"I knew this would come in handy."
Rachel finished removing the Silver Shroud costume from her overstuffed case, popping the suit's accompanying fedora back to shape after she had stripped down to her underwear and begun assembling the outfit, the pants, shirt and waistcoat nestling underneath the thick white scarf and long black trenchcoat. She held her hands out to either side. "How do I look?"
Piper looked nonplussed. "Why do you have that with you?" she asked flatly.
"It's the most heavily-armoured clothing I have that isn't military-issue," Rachel explained, shrugging the last inch of herself into the costume's coat as she did so. "The waistcoat alone is one step away from being standard combat armour and the coat is lined with ceramic plating that can stop a twelve-gauge shotgun round." She rapped on it with her gloved knuckles, producing a dull echo. "See?"

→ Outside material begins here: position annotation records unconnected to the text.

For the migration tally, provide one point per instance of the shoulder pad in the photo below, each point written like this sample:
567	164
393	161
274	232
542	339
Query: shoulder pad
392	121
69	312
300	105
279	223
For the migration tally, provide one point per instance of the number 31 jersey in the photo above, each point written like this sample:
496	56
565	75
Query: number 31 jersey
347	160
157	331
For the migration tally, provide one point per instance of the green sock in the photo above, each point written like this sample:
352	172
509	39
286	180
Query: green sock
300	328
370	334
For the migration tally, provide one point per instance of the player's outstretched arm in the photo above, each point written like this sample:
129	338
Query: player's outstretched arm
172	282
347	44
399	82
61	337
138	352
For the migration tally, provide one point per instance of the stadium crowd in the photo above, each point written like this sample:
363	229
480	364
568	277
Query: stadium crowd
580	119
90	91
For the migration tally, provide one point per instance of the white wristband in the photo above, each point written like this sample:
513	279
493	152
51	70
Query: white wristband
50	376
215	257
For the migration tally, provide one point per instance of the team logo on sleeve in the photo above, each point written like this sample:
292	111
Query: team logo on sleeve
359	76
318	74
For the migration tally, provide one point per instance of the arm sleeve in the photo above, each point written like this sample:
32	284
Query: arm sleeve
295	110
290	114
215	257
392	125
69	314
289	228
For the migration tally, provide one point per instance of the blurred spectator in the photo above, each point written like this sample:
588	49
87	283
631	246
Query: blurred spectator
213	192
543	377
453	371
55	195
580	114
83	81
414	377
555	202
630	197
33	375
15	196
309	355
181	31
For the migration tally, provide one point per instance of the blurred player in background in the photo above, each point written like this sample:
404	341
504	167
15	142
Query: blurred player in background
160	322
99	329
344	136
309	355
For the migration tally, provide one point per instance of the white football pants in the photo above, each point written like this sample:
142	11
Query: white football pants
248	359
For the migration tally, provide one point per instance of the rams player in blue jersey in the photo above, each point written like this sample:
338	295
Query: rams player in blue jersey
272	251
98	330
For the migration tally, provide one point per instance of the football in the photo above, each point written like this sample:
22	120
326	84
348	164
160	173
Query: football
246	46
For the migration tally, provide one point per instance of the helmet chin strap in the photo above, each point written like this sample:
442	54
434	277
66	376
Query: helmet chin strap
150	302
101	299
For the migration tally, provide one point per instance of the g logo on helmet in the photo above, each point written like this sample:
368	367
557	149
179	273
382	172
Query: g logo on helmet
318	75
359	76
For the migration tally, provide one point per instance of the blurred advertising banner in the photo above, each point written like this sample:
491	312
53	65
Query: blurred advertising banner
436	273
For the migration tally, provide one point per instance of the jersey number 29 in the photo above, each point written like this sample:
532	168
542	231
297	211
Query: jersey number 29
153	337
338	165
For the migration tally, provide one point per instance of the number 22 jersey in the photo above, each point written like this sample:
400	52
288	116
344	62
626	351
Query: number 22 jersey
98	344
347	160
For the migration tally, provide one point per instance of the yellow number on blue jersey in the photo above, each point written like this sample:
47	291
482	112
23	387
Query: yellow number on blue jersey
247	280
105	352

"No, I mean why do you have it with you when you didn't know this was going to happen?" Piper continued, exasperated.
"I wanted this to be a surprise," Rachel said with a sigh. "The protectrons in Dry Rock Gulch are programmed to respond differently to someone wearing a Silver Shroud costume – Nate and I saw it in a live show once when we were on vacation there. Nate told me it was because of some cross-promotional deal between Nuka-Cola and Hubris Comics." She shrugged. "I just wanted to show you that myself."
"I don't know whether to be flattered or creeped out," Piper replied, folding her arms. "Anything else you want to tell me about before we get killed?"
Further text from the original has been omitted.